American screen stars, bank balances bulging – but still after something called kudos or critical acclaim – come over to little old England to do theatre. And the role they most like to play here is the kind of brash, contemptibly mercenary vulgarian who flourishes in Hollywood. Christian Slater did it in Swimming with Sharks; now Jeff Goldblum is doing it in Speed-the-Plow. Our audiences love it, as it demonstrates our cultural superiority, while the American stars, now actors, get their acclaim. Hollywood made them rich enough to fly here first class to portray Hollywood as a Babylon of corruption and greed. Odd, isn’t it?
Still, I’m glad Goldblum made it over. His performance as Bobby Gould,studio head of production, is a delight, full of strange, inexplicable little tics and mannerisms. He does soft-shoe shuffles at inappropriate moments, hitches his slim-line trousers up a little too high with his hands in his pockets, grins fanatically when nothing is funny. His drainpipe suit reveals a physique so fantastically lean and gangly that, were he female, there would be speculation in the tabloids about an eating disorder.
Kevin Spacey, as Charlie Fox, offers a rather obvious contrast, saggy, baggy and forlorn in a linen jacket, brown trousers and beige socks that don’t quite go. But, like all incipient failures, he is bubbling with suppressed rage – when it finally, spectacularly erupts, you worry he is about to pop a ventricle right there on the Old Vic stage.
Praise is due, too, for Rob Howell’s gorgeous sets. Gould’s plush office is expensively high-tech, with curvy walls, soft spotlighting and a big, minimalist chrome desk. Yet it’s simultaneously messy and bleak, with stepladders and stacks of cardboard boxes against the walls. This is a work space that has had money lavished on it, but no care. As such, it is a perfect visual analogy for Hollywood products at their trashiest.
If only the play were as good. But those of us who have long since developed a strong immunity to the charms of David Mamet, finding him one of the most overrated of all contemporary playwrights, will have our immunity strengthened further by exposure to this tiresome piece. The plot is absurdly schematic. The struggling Fox has got hold of a movie project that is total trash, but a sure-fire box-office hit. Will his old pal Gould green-light it? Yes, he will. They’re gonna be rich!

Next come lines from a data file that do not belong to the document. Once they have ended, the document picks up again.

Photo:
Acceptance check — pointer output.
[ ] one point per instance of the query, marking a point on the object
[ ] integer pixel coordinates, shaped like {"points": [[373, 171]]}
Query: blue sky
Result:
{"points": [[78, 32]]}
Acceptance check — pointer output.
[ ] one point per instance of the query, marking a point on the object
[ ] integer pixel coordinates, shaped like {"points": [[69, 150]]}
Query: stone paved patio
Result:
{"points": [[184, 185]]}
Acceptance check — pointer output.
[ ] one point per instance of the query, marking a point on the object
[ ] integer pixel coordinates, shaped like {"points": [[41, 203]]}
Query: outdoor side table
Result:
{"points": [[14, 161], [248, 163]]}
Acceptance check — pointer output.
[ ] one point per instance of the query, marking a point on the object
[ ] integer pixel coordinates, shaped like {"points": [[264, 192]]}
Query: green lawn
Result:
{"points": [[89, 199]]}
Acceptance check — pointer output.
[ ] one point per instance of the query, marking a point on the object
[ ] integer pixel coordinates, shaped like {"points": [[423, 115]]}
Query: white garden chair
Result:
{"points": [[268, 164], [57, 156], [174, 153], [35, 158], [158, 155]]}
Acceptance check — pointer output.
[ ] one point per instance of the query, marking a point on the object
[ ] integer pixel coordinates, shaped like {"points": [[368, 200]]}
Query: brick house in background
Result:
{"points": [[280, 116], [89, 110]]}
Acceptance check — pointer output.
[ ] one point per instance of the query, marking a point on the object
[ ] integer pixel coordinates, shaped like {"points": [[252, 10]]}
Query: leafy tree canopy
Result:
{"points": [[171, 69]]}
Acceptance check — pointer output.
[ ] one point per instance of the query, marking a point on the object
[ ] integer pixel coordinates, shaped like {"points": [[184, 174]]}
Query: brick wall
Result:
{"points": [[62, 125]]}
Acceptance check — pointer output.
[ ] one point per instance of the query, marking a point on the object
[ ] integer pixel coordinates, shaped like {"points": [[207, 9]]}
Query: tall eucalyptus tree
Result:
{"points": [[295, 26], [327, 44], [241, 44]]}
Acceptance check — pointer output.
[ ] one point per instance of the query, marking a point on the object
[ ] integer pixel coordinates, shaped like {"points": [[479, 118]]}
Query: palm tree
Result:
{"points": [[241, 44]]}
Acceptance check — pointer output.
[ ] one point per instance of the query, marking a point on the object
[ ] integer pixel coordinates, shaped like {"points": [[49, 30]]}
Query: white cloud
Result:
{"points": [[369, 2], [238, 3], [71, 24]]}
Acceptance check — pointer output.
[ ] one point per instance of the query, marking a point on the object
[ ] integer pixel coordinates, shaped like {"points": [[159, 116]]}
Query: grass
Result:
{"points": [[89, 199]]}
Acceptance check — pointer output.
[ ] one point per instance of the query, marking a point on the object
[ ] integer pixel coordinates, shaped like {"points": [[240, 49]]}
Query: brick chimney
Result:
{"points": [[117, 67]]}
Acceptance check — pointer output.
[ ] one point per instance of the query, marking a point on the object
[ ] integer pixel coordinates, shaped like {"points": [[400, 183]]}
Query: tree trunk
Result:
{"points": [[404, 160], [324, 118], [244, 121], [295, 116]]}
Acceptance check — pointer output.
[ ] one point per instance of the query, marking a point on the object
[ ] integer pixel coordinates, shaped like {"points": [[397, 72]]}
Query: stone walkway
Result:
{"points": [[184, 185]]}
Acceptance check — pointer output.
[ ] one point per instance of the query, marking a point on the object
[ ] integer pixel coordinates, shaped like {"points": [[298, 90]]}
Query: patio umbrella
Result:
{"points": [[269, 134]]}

That night, though, Gould has a long, deep talk with his idealistic young secretary, Karen. She tells him the project is “degrading to the human spirit”, and that, instead, he should go for artistic integrity with a film based on a book she has been reading about radiation, the end of the world and redemption. It sounds like the most rambling, portentous adolescent drivel, about as likely to get asses on seats as Heaven’s Gate. In a trice, though, Gould has undergone a Dama-scene conversion, confessing “I’ve wasted my life. My life is a sham”, and agreeing with Karen that the art project must go ahead.
Implausible doesn’t quite do this justice. Laura Michelle Kelly tries valiantly with Karen, but, as usual with Mamet’s women, her character remains steadfastly inert. His portrayal of maleness is equally unrecognisable. These men are frantically ambitious, insecure, exaggerated, narrow and treated with mocking misanthropy.
The difficulty of delivering Mamet’s rapid-fire lines is not to be underestimated, and both Goldblum and Spacey display virtuoso skill in doing so. For all that effort, though, boredom sets in.